Les sources ethnographiques attestent en effet du pouvoir des astres sur les hommes. Voici quelques-uns des effets censés être produits par les planètes en Polynésie.

 1) Mars

A Hawai’i, Holoholo pina’au, Mars, était observé pour déterminer l’avenir en fonction d’un certain cercle de 12 étoiles à côté desquelles la planète rouge pouvait apparaître. Si ce cercle existait, un désastre était prédit pour le gouvernement. Il existait donc 12 étoiles importantes dans cet encerclement. Ce qui pronostiquait la bonne ou mauvaise fortune du gouvernement était la suivante : si Holoholo pina’au penchait du côté de ce cercle, soit au nord, au sud, à l’est ou à l’ouest, le gouvernement ne devait pas être inquiété. S’il allait entre ses étoiles ou à l’intérieur du cercle, alors il devenait parfaitement clair pour les astrologues que le gouvernement n’aurait pas de chance. A Tonga, on retrouve cette description de 12 étoiles se tenant en rond comme pour figurer un filet que l’on appelait kau kupenga. A l’île de Pâques, Mars, qui était craint pour ses influences maléfiques, était observé lorsqu’il passait à proximité du baudrier d’Orion et de Sirius alors qu’il semblait dessiner, avec ces étoiles, la forme d’un monstre marin. Toute la population pascuane était alors avertie par un observateur assigné à cette tache.

2) Jupiter

A l’époque où Kaumuali’i règnait sur Kaua’i à Hawai’i, Kamehameha s’était battu avec le chef de Maui, une des îles de l’archipel hawaïen. Il fut victorieux, comme il le fut à O’ahu (autre île de l’archipel), et se mit en tête d’affronter Kaumali’i, le chef de Kaua’i. Son astrologue consulta les augures du ciel, pour tous les sujets concernant les intérêts de la bataille. Mais lorsqu’il leva les yeux il vit Ikaika, Jupiter , au côté de l’étoile de Kaumuali’i.
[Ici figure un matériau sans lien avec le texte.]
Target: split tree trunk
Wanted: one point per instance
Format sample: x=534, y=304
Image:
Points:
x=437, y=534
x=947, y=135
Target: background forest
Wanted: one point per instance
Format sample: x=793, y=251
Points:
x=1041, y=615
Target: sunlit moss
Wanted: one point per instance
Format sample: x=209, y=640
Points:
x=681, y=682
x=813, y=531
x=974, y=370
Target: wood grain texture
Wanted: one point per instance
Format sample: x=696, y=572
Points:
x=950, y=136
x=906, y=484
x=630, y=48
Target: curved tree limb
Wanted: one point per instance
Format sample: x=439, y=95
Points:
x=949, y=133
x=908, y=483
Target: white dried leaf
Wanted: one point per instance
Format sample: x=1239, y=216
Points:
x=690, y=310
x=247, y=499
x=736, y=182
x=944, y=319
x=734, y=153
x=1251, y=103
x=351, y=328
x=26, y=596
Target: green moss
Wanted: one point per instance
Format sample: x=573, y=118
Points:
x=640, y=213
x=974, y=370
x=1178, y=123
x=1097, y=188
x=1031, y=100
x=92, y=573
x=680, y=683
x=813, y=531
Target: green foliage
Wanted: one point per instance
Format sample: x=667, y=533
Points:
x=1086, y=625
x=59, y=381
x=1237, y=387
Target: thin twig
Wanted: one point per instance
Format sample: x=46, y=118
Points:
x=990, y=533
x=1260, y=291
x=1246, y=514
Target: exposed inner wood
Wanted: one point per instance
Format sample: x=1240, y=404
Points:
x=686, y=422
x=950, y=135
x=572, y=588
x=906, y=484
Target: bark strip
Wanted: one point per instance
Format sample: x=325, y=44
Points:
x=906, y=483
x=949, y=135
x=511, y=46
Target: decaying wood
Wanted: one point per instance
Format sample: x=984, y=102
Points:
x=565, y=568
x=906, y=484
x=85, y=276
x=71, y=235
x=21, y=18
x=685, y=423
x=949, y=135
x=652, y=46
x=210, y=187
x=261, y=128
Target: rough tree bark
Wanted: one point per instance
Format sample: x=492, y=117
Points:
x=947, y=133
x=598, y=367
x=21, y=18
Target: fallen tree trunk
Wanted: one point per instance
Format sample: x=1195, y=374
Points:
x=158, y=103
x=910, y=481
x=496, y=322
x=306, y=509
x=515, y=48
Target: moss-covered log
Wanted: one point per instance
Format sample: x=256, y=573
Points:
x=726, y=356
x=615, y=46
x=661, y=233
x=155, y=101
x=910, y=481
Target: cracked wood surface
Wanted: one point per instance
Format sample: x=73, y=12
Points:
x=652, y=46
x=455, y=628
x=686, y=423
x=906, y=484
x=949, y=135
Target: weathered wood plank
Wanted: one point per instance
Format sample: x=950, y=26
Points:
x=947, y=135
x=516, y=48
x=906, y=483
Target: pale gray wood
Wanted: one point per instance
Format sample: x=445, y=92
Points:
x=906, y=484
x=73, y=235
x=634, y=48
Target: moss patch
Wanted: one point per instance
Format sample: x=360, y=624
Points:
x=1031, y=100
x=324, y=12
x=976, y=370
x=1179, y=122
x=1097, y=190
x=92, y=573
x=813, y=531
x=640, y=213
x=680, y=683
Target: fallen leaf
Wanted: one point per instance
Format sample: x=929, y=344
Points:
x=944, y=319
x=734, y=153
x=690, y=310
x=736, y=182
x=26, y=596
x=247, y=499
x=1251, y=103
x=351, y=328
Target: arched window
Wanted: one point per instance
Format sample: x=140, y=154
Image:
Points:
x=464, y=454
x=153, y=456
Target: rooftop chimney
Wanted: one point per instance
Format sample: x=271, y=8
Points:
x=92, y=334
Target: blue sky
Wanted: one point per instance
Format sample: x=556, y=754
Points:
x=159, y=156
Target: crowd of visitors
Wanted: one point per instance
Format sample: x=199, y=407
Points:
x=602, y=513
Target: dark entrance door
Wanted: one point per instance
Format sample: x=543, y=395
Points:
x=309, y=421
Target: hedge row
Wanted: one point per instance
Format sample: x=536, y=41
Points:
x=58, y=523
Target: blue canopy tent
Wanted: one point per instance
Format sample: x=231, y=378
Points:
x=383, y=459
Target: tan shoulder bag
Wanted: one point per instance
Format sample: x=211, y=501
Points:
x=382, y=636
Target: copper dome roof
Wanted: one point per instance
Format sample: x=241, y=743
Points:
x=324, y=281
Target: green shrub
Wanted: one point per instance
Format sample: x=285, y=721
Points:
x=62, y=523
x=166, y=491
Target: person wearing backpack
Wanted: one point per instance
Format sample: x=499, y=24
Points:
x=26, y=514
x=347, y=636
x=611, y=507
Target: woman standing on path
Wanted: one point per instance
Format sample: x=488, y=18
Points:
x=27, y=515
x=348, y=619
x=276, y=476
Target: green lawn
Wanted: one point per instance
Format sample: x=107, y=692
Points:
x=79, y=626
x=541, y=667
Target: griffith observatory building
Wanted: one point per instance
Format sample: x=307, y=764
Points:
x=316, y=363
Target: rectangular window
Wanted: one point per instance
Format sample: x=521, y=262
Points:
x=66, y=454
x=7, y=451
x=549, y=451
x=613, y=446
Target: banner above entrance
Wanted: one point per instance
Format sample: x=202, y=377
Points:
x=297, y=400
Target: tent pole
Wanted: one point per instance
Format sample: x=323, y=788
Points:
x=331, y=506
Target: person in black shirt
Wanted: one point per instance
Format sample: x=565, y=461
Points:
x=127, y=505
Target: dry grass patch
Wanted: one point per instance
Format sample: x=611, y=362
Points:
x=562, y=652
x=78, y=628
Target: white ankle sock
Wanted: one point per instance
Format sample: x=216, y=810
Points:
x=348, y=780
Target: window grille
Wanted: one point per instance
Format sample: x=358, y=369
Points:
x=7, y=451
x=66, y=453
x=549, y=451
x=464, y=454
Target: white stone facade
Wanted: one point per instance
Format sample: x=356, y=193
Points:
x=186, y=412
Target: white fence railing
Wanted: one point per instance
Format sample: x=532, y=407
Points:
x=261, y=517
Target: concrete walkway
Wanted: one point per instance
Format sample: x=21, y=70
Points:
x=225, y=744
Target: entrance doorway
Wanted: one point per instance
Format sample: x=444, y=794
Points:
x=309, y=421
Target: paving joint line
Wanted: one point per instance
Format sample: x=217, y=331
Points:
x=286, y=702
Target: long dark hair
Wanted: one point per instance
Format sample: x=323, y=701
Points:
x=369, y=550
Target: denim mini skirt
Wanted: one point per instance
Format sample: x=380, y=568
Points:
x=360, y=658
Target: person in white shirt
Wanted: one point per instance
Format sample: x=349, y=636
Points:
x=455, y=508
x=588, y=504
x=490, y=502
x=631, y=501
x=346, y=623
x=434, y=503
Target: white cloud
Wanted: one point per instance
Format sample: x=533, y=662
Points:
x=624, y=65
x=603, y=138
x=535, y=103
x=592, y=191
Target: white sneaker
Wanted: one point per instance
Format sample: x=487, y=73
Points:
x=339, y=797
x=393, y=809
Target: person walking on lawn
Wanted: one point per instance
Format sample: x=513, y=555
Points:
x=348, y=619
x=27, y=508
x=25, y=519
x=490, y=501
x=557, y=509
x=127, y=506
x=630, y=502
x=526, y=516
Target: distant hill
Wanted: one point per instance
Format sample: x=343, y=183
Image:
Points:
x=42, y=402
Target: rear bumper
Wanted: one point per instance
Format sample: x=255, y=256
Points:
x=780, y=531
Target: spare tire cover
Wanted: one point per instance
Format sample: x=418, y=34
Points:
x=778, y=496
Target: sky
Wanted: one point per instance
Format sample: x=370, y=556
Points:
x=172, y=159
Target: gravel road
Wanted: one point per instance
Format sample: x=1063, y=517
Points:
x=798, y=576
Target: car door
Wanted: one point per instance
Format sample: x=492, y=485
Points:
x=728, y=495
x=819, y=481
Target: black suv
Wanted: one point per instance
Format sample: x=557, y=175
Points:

L’astrologue prophétisa alors : « Kaua’i sera à toi parce que c’est écrit. La terre sera la vôtre sans avoir à vous battre avec le chef de Kaua’i, ainsi en sera t-il pour toi ».

3) Vénus

Dans les îles Cook, les « yeux de Tane » étaient associés à l’étoile du matin (Vénus) et était observés pour la construction des lieux de culte rendu au dieu de la lumière. A Hawai’i, Tane (ou Käne) avait les attribut du soleil et l’éminente étoile de Käne, appelée Käne ka onohi o ka là, « Käne le globe de l’œil solaire » était une étoile (Vénus ou une supernova) qui était observée au-dessus de la lune et qui n’était visible que par les astrologues et les prêtres. Quand elle était aperçue, cela signifiait la mort du roi et il lui était demandé de rester chez lui sous bonne garde.